Beitrag von Oberfranke » Mi 5. Sep 2007, 11:24

Mit Sicherheit kein Lied mit Ohrwurmcharakter, bei dem Thema kein Wunder:-)
Aber ein Lied bei dem ich beim ersten Anhören oft genickt hab und mir sagte: "Jawoll, so seh ich das auch".
Reinhard zeigte sich seinerzeit im erzkatholischen Bamberg sehr beeindruckt, als er nach dem Lied viel Applaus bekam und meinte sinngemäß: "Ich freue mich, dass dieses Lied gerade hier so tolerant aufgenommen wird, das ist nicht selbstverständlich."
Ich glaube auch, bin sogar katholisch, brauche aber die Kirche als Institution nicht, schon gar nicht die katholische, zu angestaubt, nicht mehr zeitgemäß und vor allem zu stur, daran was zu ändern.
Tja, leider bleibt das Zölibat das beste Beispiel, man siehts ja gerade wieder in Regensburg...
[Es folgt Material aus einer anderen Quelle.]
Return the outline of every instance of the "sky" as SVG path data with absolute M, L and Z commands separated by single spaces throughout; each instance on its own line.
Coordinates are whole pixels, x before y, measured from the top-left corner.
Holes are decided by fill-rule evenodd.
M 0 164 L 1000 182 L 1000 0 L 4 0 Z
Ansonsten halte ich es wie Marianne, ich mag Kirchen als GEBÄUDE, mag die Akkustik, schau auch ab und an mal rein, das wars dann aber auch.
Aber wie sagte mir schon mein Dad (der den folgenden Spruch wiederum von Omma hatte:) "Ein guter Christ muss noch lange kein guter Kirchengänger sein." :-)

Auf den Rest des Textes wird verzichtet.